Lenny Bruce. Kein netter Goj von nebenan.

„The liberals can understand everything but people who don‘t understand them.“
Lenny Bruce

Nein, der nette Bursche von nebenan ist er nicht. Aber beginnen wir doch lieber bei den Anfängen dieses jüdisch-amerikanischen Komikers. Lenny Bruce wird als Leonard Alfred Schneider am 13. Oktober 1925 auf Long Island (New York) geboren. Als er fünf Jahre alt ist, lassen sich seine Eltern scheiden. Mit seiner Mutter Sally Marr, einer Komödiantin und Schauspielerin, kommt er bei diversen Verwandten unter. Im Alter von 17 geht er zur U.S. Navy, wo er bis 1946 dient, unter anderem auch in Europa. Ein Jahr später – mittlerweile nennt er sich Lenny Bruce – erhält er stolze 12 Dollar und eine Gratisportion Spaghetti für seine erste Stand-up Performance in einem Lokal in Brooklyn. Mit weiteren Auftritten in kleinen Clubs kann er sich knapp über Wasser halten. Als er bemerkt, dass seine einstudierten Witze und kurzen Gesangseinlagen bei den BesucherInnen nicht mehr so recht ankommen, beschließt er, auf eine Art Tournee zu gehen, bei der er sein Publikum mit Obszönitäten und Tabuthemen konfrontieren wird.
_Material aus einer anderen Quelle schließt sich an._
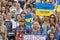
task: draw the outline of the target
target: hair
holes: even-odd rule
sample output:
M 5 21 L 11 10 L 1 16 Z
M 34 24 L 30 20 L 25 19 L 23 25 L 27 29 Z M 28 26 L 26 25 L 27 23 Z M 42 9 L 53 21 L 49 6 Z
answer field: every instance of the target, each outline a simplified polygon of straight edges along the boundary
M 54 23 L 56 23 L 56 17 L 55 17 L 55 15 L 54 14 L 51 14 L 50 15 L 50 18 L 51 18 L 51 16 L 54 16 L 53 18 L 54 18 Z M 50 23 L 51 23 L 51 20 L 50 20 Z
M 18 14 L 18 15 L 20 15 L 20 16 L 21 16 L 21 14 Z M 18 16 L 18 15 L 17 15 L 17 16 Z M 15 21 L 18 21 L 17 16 L 16 16 L 16 20 L 15 20 Z
M 50 26 L 54 26 L 54 27 L 56 27 L 56 25 L 55 25 L 54 23 L 51 23 Z
M 49 33 L 49 35 L 48 35 L 48 36 L 49 36 L 49 40 L 51 40 L 51 38 L 50 38 L 50 34 L 53 34 L 53 35 L 54 35 L 54 33 L 52 33 L 52 32 Z M 53 40 L 54 40 L 54 39 L 55 39 L 55 35 L 54 35 Z
M 49 21 L 50 22 L 49 16 L 44 17 L 44 21 Z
Seine vorbereiteten Gags werden immer mehr von Improvisationen abgelöst. Mit einem Auftritt in der Talenteshow Arthur Godfrey‘s Talent Scouts Show beginnt seine Karriere in Schwung zu kommen. Doch die Chance weiter beim Fernsehen zu arbeiten, wird von ihm ausgeschlagen. „Dazu müsse sein Humor nach Auffassung der Produzenten ‘sauberer’ werden. Für eine obszöne Bemerkung, die Lenny bei einem vorherigen Auftritt herausgerutscht ist, soll er gar in aller Öffentlichkeit um Verzeihung bitten. Natürlich endet seine Entschuldigung in einem mittelschweren Eklat und dem aufstrebenden Jungkomiker wird von allen Seiten eine finstere Zukunft prophezeit.“ (Christian Lenchtieler; www.filmstarts.de/kritiken/Lenny.html#links)
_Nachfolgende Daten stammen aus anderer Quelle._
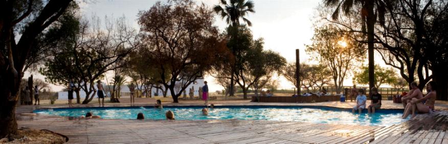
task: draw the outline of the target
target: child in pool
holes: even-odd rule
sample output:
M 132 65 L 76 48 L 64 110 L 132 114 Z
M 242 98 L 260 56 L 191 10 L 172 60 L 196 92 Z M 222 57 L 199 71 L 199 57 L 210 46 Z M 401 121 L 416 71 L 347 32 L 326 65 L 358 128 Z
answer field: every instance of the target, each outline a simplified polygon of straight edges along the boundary
M 174 120 L 174 113 L 173 113 L 171 110 L 168 110 L 165 113 L 165 116 L 166 116 L 167 120 Z
M 358 92 L 358 96 L 356 97 L 356 105 L 353 106 L 352 112 L 354 113 L 355 110 L 358 110 L 359 113 L 361 114 L 363 109 L 366 108 L 366 101 L 367 100 L 367 97 L 366 97 L 364 89 L 360 89 Z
Das Jahr 1951 hat es in sich: Lenny Bruce heiratet die Stripperin Honey Harlow. Nach einem Auftritt in Miami wird er verhaftet. Der Grund ist seine Darstellung eines fiktiven katholischen Priesters der gleichfalls erfundenen Brother Mathias Foundation, die für Leprakolonien in Britisch-Guyana Spenden sammeln soll. Von einem New Yorker Gericht wird er freigesprochen, da es a.) wirklich eine Leprakolonie in Britisch-Guyana gibt und b.) weil die Priester (diesmal sind es echte), denen er die Kleider für seinen Auftritt stahl, ihn bei einer Gegenüberstellung nicht wieder erkennen. Wie schon andere Komiker vor ihm absolviert Lenny Bruce seine Auftritte auch in den Catskills, einer beliebten Feriengegend jüdischer Familien aus New York – die deshalb Borschtsch-Gürtel genannt wird. Mark Kramer, dessen Vater dort ein Hotel besitzt, erinnert sich: „1950 engagierte mein Vater, Jack Kramer, Lenny Bruce als Zeremonienmeister für unser Hotel. (..) Lenny war großartig. Er machte Unfug, er tanzte, er erzählte Witze. Er war auch bei den alten Damen sehr beliebt. Mein Vater war glücklich. Deshalb engagierte er Lenny auch für die Saison 1951.“ Lenny schlägt Jack Kramer vor, dass er einige seiner Freunde für eine Show in das Casino einladen könne. Und so schafft er es, Jazzmusiker, Komiker und Stripperinnen in das lauschige Hotel zu bringen. Zum Entsetzen der Gäste und der Familie Kramer unterhalten diese sich in „schmutzigen Wörtern in New Yorker Slang und gebrochenem Jiddisch“ und bringen das ganze Haus durcheinander. Als Lenny Bruce während seiner Show das Publikum zu beleidigen beginnt, wird er von Jack Kramer hochkant rausgeworfen.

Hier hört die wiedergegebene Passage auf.